Auch Pflanzen schützen sich vor „Sonnenbrand“: Forscher am Max-Planck-Institut für molekulare Pflanzenphysiologie (MPI) entdeckten jetzt so genannte „Saiginole“. Die bislang nicht bekannten sekundären Inhaltsstoffe aus der Gruppe der Flavonole produzieren Pflanzen, um sich damit vor gefährlichen UV-B Strahlen zu schützen. Denn obwohl Pflanzen Sonnenlicht für die Photosynthese brauchen, schädigen die das Erbgut und Proteine. Das kann Fortpflanzung und Ernteertrag beeinträchtigen.
Das MPI-Forscherteam um Alisdair Fernie und Takayuki Tohge suchte unter den Hunderttausenden von Inhaltsstoffen der Ackerschmalwand (Arabidopsis thaliana) gemeinsam mit Kollegen aus Japan nach neuen sekundären Inhaltsstoffen. Sie wehren etwa Fressfeinde ab, regen das Wachstum, produzieren Farben oder haben nach dem Verzehr der Pflanze auch einen Einfluss auf den menschlichen Stoffwechsel.

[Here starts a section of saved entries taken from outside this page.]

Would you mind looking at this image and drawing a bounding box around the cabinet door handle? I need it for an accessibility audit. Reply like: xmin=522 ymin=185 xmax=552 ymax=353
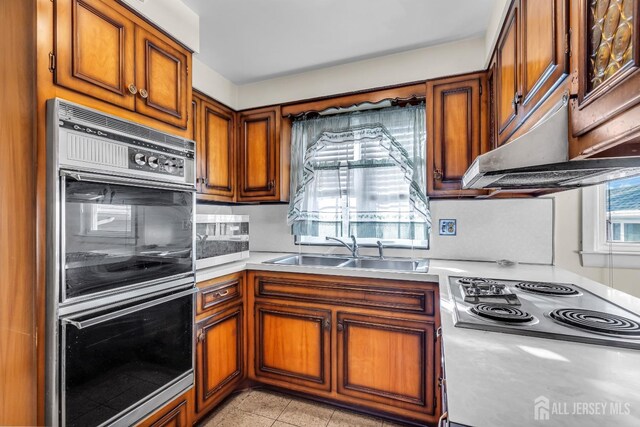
xmin=434 ymin=169 xmax=443 ymax=180
xmin=128 ymin=84 xmax=138 ymax=95
xmin=216 ymin=289 xmax=230 ymax=298
xmin=267 ymin=180 xmax=275 ymax=190
xmin=323 ymin=319 xmax=331 ymax=331
xmin=139 ymin=88 xmax=149 ymax=99
xmin=337 ymin=322 xmax=344 ymax=332
xmin=512 ymin=92 xmax=522 ymax=112
xmin=197 ymin=330 xmax=205 ymax=343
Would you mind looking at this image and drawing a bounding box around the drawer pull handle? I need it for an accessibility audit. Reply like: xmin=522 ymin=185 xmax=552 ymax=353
xmin=128 ymin=83 xmax=138 ymax=95
xmin=216 ymin=289 xmax=230 ymax=297
xmin=139 ymin=88 xmax=149 ymax=99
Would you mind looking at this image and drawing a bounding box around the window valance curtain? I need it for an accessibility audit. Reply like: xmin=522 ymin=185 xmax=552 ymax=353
xmin=287 ymin=104 xmax=430 ymax=240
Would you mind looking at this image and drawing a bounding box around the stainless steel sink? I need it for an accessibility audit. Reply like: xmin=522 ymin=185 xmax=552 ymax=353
xmin=266 ymin=255 xmax=352 ymax=267
xmin=341 ymin=258 xmax=427 ymax=271
xmin=265 ymin=255 xmax=428 ymax=272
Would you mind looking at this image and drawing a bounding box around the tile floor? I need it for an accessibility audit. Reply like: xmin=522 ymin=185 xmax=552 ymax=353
xmin=199 ymin=389 xmax=409 ymax=427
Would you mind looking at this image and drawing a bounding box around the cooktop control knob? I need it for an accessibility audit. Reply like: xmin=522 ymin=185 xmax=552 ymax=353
xmin=148 ymin=156 xmax=159 ymax=169
xmin=134 ymin=153 xmax=147 ymax=166
xmin=164 ymin=159 xmax=177 ymax=173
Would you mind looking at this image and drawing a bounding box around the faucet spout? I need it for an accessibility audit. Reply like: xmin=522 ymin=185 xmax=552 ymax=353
xmin=325 ymin=235 xmax=359 ymax=258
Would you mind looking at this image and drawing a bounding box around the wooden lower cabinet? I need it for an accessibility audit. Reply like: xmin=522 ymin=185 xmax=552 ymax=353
xmin=247 ymin=271 xmax=442 ymax=425
xmin=336 ymin=312 xmax=438 ymax=422
xmin=195 ymin=303 xmax=244 ymax=416
xmin=137 ymin=391 xmax=191 ymax=427
xmin=149 ymin=271 xmax=441 ymax=426
xmin=253 ymin=303 xmax=332 ymax=391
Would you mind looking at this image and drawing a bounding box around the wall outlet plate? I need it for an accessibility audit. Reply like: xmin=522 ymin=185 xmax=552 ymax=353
xmin=439 ymin=219 xmax=456 ymax=236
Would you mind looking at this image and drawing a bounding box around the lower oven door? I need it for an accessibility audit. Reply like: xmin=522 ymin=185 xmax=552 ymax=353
xmin=60 ymin=288 xmax=195 ymax=427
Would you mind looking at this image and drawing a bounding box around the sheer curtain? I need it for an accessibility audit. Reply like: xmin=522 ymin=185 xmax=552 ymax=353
xmin=287 ymin=104 xmax=430 ymax=240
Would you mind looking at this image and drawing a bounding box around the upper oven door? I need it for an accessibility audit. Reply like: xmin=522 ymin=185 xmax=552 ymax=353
xmin=61 ymin=172 xmax=195 ymax=304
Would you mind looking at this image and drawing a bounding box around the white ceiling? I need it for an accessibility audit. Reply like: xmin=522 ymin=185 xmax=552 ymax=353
xmin=182 ymin=0 xmax=497 ymax=84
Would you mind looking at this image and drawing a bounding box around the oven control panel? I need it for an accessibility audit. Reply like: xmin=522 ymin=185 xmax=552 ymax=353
xmin=128 ymin=147 xmax=185 ymax=177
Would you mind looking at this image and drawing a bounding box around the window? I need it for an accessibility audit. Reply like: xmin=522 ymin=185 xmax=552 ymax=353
xmin=581 ymin=175 xmax=640 ymax=267
xmin=80 ymin=204 xmax=134 ymax=238
xmin=287 ymin=104 xmax=429 ymax=248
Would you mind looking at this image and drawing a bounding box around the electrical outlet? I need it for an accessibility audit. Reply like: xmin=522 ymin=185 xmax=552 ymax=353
xmin=439 ymin=219 xmax=456 ymax=236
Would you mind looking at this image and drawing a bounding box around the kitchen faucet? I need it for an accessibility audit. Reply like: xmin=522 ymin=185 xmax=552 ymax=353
xmin=326 ymin=235 xmax=359 ymax=258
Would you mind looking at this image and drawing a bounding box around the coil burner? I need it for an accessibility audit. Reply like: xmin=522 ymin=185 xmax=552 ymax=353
xmin=516 ymin=282 xmax=579 ymax=296
xmin=470 ymin=303 xmax=534 ymax=324
xmin=549 ymin=309 xmax=640 ymax=337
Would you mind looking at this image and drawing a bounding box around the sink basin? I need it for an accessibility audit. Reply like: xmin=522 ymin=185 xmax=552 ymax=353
xmin=265 ymin=255 xmax=428 ymax=272
xmin=266 ymin=255 xmax=352 ymax=267
xmin=342 ymin=258 xmax=427 ymax=272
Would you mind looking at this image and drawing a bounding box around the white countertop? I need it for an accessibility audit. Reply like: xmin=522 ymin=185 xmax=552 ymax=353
xmin=197 ymin=252 xmax=640 ymax=427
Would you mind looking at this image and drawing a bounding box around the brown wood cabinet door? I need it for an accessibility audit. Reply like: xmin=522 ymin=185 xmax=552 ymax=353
xmin=134 ymin=26 xmax=189 ymax=128
xmin=496 ymin=1 xmax=521 ymax=146
xmin=427 ymin=73 xmax=488 ymax=197
xmin=238 ymin=107 xmax=281 ymax=201
xmin=195 ymin=304 xmax=244 ymax=414
xmin=520 ymin=0 xmax=569 ymax=117
xmin=570 ymin=0 xmax=640 ymax=157
xmin=199 ymin=99 xmax=236 ymax=201
xmin=336 ymin=312 xmax=438 ymax=423
xmin=55 ymin=0 xmax=136 ymax=110
xmin=254 ymin=303 xmax=331 ymax=391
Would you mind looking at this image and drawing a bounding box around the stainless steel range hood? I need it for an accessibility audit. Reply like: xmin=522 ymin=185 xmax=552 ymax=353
xmin=462 ymin=94 xmax=640 ymax=190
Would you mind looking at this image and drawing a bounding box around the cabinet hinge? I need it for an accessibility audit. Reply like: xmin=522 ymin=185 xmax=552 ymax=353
xmin=186 ymin=64 xmax=189 ymax=76
xmin=479 ymin=84 xmax=482 ymax=96
xmin=564 ymin=30 xmax=571 ymax=56
xmin=48 ymin=52 xmax=56 ymax=73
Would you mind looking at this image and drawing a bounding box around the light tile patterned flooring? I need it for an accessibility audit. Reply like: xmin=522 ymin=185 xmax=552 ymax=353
xmin=199 ymin=389 xmax=410 ymax=427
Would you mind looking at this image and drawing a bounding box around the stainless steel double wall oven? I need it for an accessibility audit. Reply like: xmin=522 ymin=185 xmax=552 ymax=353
xmin=46 ymin=99 xmax=197 ymax=427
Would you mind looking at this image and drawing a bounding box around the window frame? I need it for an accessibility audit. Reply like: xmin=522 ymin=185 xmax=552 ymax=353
xmin=581 ymin=184 xmax=640 ymax=268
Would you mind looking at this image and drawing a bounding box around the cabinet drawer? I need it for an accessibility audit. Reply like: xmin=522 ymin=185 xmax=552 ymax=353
xmin=254 ymin=275 xmax=435 ymax=316
xmin=197 ymin=273 xmax=243 ymax=315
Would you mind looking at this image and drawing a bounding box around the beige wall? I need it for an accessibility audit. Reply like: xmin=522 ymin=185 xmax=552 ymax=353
xmin=235 ymin=37 xmax=486 ymax=110
xmin=553 ymin=189 xmax=640 ymax=298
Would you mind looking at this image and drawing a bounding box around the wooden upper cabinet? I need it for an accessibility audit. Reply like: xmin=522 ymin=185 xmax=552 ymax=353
xmin=55 ymin=0 xmax=136 ymax=110
xmin=427 ymin=73 xmax=488 ymax=197
xmin=496 ymin=1 xmax=521 ymax=145
xmin=134 ymin=27 xmax=190 ymax=129
xmin=195 ymin=304 xmax=244 ymax=415
xmin=519 ymin=0 xmax=568 ymax=117
xmin=238 ymin=106 xmax=281 ymax=201
xmin=54 ymin=0 xmax=191 ymax=129
xmin=570 ymin=0 xmax=640 ymax=158
xmin=253 ymin=303 xmax=331 ymax=392
xmin=199 ymin=98 xmax=236 ymax=201
xmin=336 ymin=312 xmax=438 ymax=424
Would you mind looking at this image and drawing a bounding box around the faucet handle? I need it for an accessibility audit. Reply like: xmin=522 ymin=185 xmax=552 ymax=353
xmin=376 ymin=240 xmax=385 ymax=259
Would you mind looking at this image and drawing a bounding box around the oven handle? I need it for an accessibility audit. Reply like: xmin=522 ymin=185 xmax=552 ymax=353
xmin=60 ymin=170 xmax=196 ymax=192
xmin=61 ymin=287 xmax=197 ymax=330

Sonnenschutz: Bei Pflanzen in den Genen verankert

Zunächst untersuchten die Wissenschaftler 68 Stoffe in Blüten, von denen 18 bisher unbekannte Stoffe mit ähnlicher Struktur waren, schreiben die MPI-Forscher über ihre Arbeit. Mit Hilfe ihrer japanischen Kooperationspartner um Kazuki Saito und Hiromitsu Takayama gelang es ihnen, die chemische Zusammensetzung dieser Substanzen zu identifizieren. Sie ordneten sie der Stoffgruppe der Flavonoide zu, genauer gesagt einer Flavonoid-Untergruppe, den Flavonolen. Da diese Stoffe bisher unbekannt waren, durften die Forscher der Stoffklasse einen Namen zu geben. Sie entschieden sich für „Saiginole“. „Wir haben das japanische Wort saigiru genutzt, es steht für Blockierung oder Unterbrechung. Daran haben wir die typische Endung „nol“ für die Stoffgruppe der Flavonole angefügt“, erklärt Takayuki Tohge.
Neben der Strukturaufklärung dieser unbekannten Stoffe erzielten die Forscher erste Fortschritte in der Aufklärung der Biosynthese des Saiginol-Stoffwechsels. Sie konnten ein Gen (FPT2) identifizieren, das für die Produktion aller 18 Saiginole verantwortlich ist. Darüber hinaus war es den Forschern möglich nachzuweisen, dass die Saiginole besondere UV-B absorbierende Eigenschaften besitzen und somit die Pflanze vor schädlicher Strahlung schützen können.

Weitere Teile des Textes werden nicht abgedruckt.